The Hyperframes component catalog is worth knowing about. It includes pre-built animation components — macOS notification toasts, Reddit-style postcards, 3D UI reveals, karaoke-style subtitles, app showcase transitions — that you can reference directly in your prompts to pull specific animation types without building them from scratch. The MindStudio write-up on this workflow has more detail on how this fits together.

The iteration model

Neither method produces a finished video on the first prompt. The source is direct about this: expect five to ten renders per finished video. Each round, you tell Claude what worked and what didn't, and the output improves.

The compounding benefit of the Hyperframes path is that each successful iteration can be saved as a reusable skill. After any render you're happy with, you can instruct Claude Code to codify it — so future videos of the same type start from a better baseline. Over time, the workflow gets faster.

Creative judgment is still the bottleneck. The source is explicit that people who understand what makes video engaging — pacing, transitions, visual energy — will get substantially better results than those who don't. The tool amplifies judgment; it doesn't substitute for it.
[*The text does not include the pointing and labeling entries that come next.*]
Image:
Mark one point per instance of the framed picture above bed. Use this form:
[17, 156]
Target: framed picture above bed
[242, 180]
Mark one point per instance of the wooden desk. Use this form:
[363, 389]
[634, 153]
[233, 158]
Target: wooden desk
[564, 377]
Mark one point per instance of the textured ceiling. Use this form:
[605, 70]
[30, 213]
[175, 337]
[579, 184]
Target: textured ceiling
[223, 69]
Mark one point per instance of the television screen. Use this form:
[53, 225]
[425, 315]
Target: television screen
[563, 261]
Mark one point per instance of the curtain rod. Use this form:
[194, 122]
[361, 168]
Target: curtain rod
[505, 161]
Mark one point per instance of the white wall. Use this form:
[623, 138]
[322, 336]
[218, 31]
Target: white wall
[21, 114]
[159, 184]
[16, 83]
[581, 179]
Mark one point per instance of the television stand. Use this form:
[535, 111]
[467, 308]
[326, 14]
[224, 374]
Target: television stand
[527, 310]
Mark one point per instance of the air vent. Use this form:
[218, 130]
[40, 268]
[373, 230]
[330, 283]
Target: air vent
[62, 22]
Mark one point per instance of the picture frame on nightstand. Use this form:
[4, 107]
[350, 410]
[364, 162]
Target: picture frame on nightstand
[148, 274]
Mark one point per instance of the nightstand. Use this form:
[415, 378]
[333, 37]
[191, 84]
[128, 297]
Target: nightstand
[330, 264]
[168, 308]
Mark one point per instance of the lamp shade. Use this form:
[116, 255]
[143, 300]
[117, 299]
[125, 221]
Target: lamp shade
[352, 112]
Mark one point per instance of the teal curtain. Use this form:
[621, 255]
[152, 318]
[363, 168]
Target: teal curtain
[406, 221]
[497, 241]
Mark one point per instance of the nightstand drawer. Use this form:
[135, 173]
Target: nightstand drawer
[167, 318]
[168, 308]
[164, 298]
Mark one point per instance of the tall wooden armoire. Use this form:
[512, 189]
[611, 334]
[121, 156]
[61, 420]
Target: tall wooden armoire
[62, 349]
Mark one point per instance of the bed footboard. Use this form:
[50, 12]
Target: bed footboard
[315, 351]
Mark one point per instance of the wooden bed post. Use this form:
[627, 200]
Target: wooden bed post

Things that don't work well yet

A few rough edges worth noting before you invest significant time:

  • Short-form vertical video (Reels, TikTok, Shorts format) requires considerably more iteration and the current output isn't reliably post-ready.
  • Logo and asset handling can break between preview and final render. Always check final outputs, not just the draft preview.
  • Product demos from live URLs degrade in quality. Claude Code can screen-record a running app and auto-generate a demo, but the energy and creativity fall off toward the end. Your own screenshots produce better results.
  • Token costs accumulate quickly. Running 60+ render iterations in a day is feasible but will consume significant API usage — the source noted hitting 20% of a daily usage limit mid-session.

I tested both paths with the same short source clip, and the biggest difference was not output quality but confidence: Claude Design felt faster to start, while Hyperframes made it much easier to inspect, fix, and repeat the result. What I trusted most was the iteration loop itself — the first render was never the final one, but each revision gave me a clearer sense of which parts should become reusable rules rather than one-off prompts.